Birlikte konuşacak hiçbirşey kalmamışsa, sevgi tükenmişse, aşk duraksamışsa, tüm bağlantılar kopmuşsa iki insan neden kendine ve dolayısı ile biribirine eziyet etsin ki? Hiç bir insan duygusu kalıcı değildir. Herşey bitebilir birgün, tükenir en büyük aşklar da demiş şair.
Paylaşıma ben de yorum yazdım. Ayrılan çifte yeni ve ileriki hayatlarında başarılar diledim. Her ikisini de bu sivil kararından dolayı tebrik ettim, kültürel olarak da insanlara örnek olması açısından onları kutsadım. Boşanan birini tebrik mi ettin? dediğinizi duyar gibiyim. Evet, ettim. Evlenirken ettiğimiz gibi. Evlenirken artmadıkları gibi boşanırken de eksilmez insanlar. Aksine, ne güzel ki toplumda böyle bireyliyini anlayan, hayatını birey olarak yöneten insanlar var diye sevinmeliyiz. Boşanmak trajedi değil, insani bir eylemdir. Kendi hayatını yönete bilen, kendi kararları olan insanların var oluşunun göstergesidir.

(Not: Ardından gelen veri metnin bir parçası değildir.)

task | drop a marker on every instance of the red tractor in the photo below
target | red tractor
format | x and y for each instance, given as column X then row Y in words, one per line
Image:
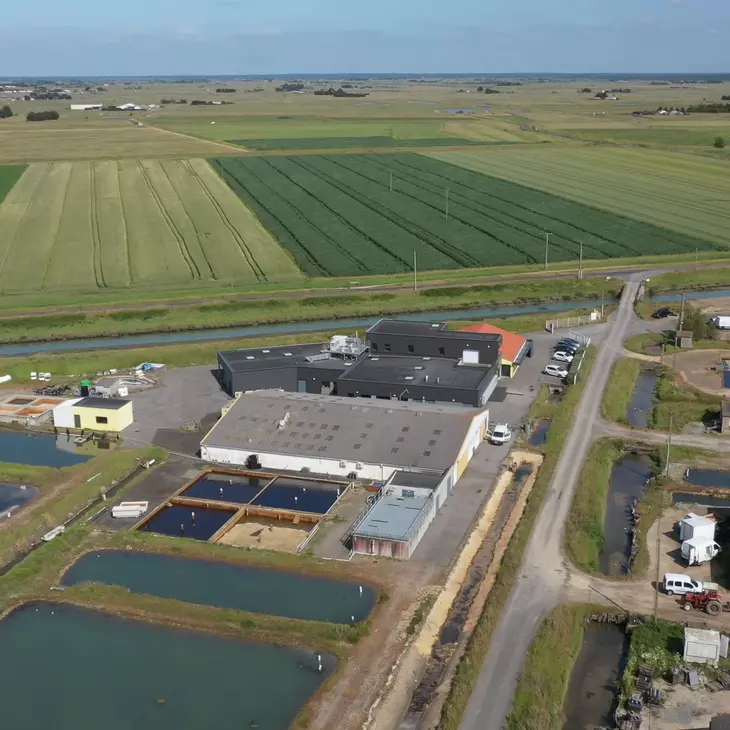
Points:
column 709, row 601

Boşanmak evlenmek kadar doğal bir şeydir. Ama gel gör ki bunu insanlara, özellikle erkeklere anlatmak çok zor. Evlenirken her iki tarafın rızası, isteği olduğu gibi, ayrılırken de bu isteğe saygı duyulmalıdır. Boşanmak, aslında zamanında var olan sevgiyi, ilişkiyi geldiği yerde bırakmaktır. Boşanmak, insani bir davranıştır, doğaldır. Boşanmak, karı-koca olamayan iki insanın dost kalmasıdır, ileriki hayatında yeni pencereler açarak mutlu olma çabasıdır.

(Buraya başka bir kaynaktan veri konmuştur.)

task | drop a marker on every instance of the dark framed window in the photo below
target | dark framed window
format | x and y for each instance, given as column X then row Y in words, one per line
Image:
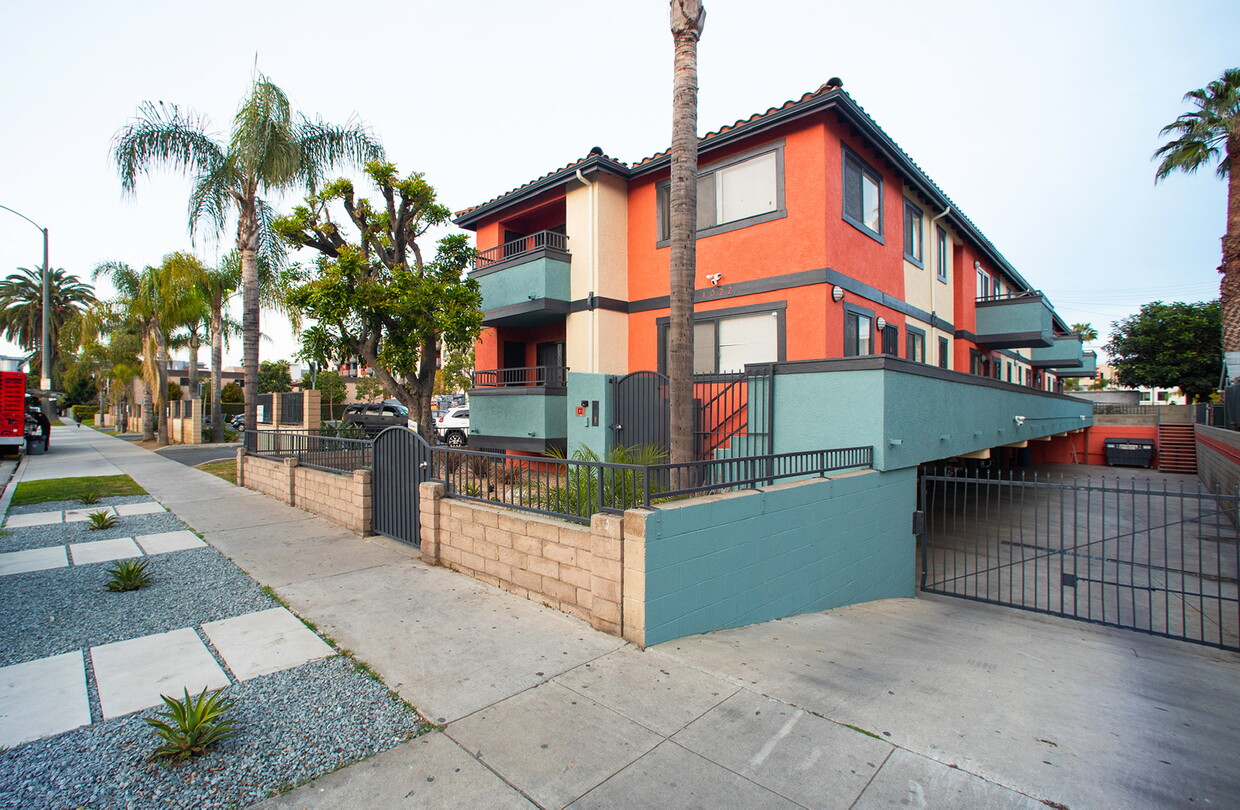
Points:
column 941, row 253
column 730, row 339
column 863, row 196
column 735, row 192
column 858, row 333
column 913, row 231
column 914, row 344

Zaten arada ilişki ve sevgi kopukluğu varsa, çocuklar için, el-alem için bu evliliği sürdürmenin bir anlamı yok. Bu hayatta herkes kendi hayatına bakar. Doğanın kanunu bu. Çocuklar büyür, el-alem konuşur susar, geriye kalan sen ve yalnızlığın olur ve zaman su gibi akıp gider. Geriye döndüğünde ellerin boşa çıkar.
Aynı çatı altında olmasa da dost ve iki yetişkin insan olarak birey yetiştirmek daha sağlıklıdır.
Evlatlarınızı sağlıklı ortamda büyütün. Büyütün ki onlar da büyüdüğünde birey olarak kendi hayatı ile ilgili kararları vermekten korkmasın, başkalarını değil, kendini düşünmeyi, kendini önemsemeyi bilsin.
Aile, her zaman en sağlıklı yerdir düşüncesi ile kandırmayın evlatlarınızı. Gerçekler bu hayatın içeriği.